Access is still free, and it’s a short piece so well worth reading. I am also going to ask the authors if they’d be interested in participating in a webinar with us soon, in late March, so if you are an app owner with whom the above raises particularly relevant issues, do please get in touch as I’d like to include (one of) you in the event.
- Billy Boyle of Owlstone is giving a webinar on breath biopsy on Thursday 11 March 2021 6:30pm GMT. He has been pioneering the concept of using breath to diagnose various diseases for some time and has now got some great results. Highly recommended. More info and to book here.
- The GSMA is looking for entries for their Global Mobile Awards, here. Submissions close in 38 days (ie mid March).
- The same link will also enable you to register an interest in attending the GSMA in Barcelona in June (no dates given at present).
- The Kings Funds webinar last week on what’s in store for health & care in 2021 is now available to view on demand.
- Sanofi, Capgemini, Generali and Orange have created a digital ecosystem dedicated to e-health. There’s some editorial content here.
- Complimentary e-learning for digital health professionals is available at HETT Reset between 8 and 12 February.
- The VR/AR association announces a New Report: Headworn AR Revenue to Reach $13.4B by 2024
- CB insights published their State Of Healthcare Report: Sector And Investment Trends To Watch
- British Pharmacopoeia would like to hear your views on trends and shifts that you see shaping your work and to understand how British Pharmacopoeia can help.
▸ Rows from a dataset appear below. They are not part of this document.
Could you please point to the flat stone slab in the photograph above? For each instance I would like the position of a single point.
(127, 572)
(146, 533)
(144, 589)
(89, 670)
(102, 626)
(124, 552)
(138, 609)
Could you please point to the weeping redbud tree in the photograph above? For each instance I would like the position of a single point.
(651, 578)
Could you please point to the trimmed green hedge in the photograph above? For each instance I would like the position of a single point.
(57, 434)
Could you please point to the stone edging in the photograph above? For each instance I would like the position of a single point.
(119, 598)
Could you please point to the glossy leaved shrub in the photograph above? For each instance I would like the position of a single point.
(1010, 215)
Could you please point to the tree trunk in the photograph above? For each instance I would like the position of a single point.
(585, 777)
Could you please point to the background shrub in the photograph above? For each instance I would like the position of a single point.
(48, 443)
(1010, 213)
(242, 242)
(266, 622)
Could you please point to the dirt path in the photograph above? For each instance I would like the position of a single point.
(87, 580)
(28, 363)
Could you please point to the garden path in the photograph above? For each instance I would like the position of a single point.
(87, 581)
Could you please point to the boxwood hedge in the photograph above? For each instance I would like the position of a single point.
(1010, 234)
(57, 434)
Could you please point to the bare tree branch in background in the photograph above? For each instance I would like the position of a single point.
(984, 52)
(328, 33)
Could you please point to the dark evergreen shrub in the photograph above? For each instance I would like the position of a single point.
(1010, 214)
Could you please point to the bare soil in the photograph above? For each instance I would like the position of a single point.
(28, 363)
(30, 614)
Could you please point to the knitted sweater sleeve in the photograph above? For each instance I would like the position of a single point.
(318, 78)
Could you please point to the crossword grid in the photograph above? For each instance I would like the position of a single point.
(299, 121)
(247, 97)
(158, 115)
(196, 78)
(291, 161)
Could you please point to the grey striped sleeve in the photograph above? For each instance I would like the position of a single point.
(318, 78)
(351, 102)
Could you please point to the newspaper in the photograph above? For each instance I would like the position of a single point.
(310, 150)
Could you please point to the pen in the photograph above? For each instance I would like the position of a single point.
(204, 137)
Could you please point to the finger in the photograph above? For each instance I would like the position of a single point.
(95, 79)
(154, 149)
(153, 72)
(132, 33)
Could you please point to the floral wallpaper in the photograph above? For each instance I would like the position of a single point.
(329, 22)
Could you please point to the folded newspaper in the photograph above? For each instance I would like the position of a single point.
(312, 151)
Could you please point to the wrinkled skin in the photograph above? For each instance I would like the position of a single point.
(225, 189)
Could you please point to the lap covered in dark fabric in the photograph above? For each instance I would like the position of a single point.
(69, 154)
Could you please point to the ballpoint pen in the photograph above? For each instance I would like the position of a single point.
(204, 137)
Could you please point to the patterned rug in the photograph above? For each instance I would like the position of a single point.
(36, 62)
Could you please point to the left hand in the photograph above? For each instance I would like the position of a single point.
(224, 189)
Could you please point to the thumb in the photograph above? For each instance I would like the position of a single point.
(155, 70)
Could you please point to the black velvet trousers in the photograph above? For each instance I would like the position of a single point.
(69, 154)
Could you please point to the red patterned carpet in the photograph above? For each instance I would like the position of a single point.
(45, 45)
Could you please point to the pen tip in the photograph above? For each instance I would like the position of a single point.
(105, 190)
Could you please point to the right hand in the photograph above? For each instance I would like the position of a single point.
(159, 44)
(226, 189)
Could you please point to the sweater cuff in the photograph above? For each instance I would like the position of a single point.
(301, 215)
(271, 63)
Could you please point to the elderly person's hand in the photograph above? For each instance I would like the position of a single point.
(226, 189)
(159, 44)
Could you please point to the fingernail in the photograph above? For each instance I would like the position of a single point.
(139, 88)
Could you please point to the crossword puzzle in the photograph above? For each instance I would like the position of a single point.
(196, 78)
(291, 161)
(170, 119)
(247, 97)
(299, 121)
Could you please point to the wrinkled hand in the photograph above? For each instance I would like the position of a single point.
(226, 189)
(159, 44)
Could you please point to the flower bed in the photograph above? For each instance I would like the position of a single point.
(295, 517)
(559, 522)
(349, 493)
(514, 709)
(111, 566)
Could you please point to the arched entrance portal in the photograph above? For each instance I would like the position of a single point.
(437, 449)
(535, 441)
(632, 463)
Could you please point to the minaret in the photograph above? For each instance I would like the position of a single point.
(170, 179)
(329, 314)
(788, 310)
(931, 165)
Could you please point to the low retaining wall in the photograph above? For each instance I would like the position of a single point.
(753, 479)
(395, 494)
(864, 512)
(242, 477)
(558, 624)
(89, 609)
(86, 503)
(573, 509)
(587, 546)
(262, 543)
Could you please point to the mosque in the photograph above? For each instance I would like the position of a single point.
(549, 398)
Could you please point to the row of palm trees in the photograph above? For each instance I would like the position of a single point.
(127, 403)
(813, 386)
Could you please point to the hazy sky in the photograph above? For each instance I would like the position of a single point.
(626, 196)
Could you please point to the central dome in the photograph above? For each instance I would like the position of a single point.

Email BPCOM@mhra.gov.uk if you’d like to participate.
- The FDA has appointed their first medical device cybersecurity chief. Cybersecurity experts applauded the appointment suggesting the new appointee can help the FDA make significant progress on the regulatory front in 2021 with release of the second draft of the premarket cybersecurity guidance, and potentially a new draft of postmarket cyber guidance.
- Covid: Tech helps doctors assess patients’ pain levels – a great short piece from the BBC Click team.
Finally, my thanks this week to Prof Mike Short as always for pointing me to items I might otherwise have missed, and to Dr Nicholas Robinson for the same.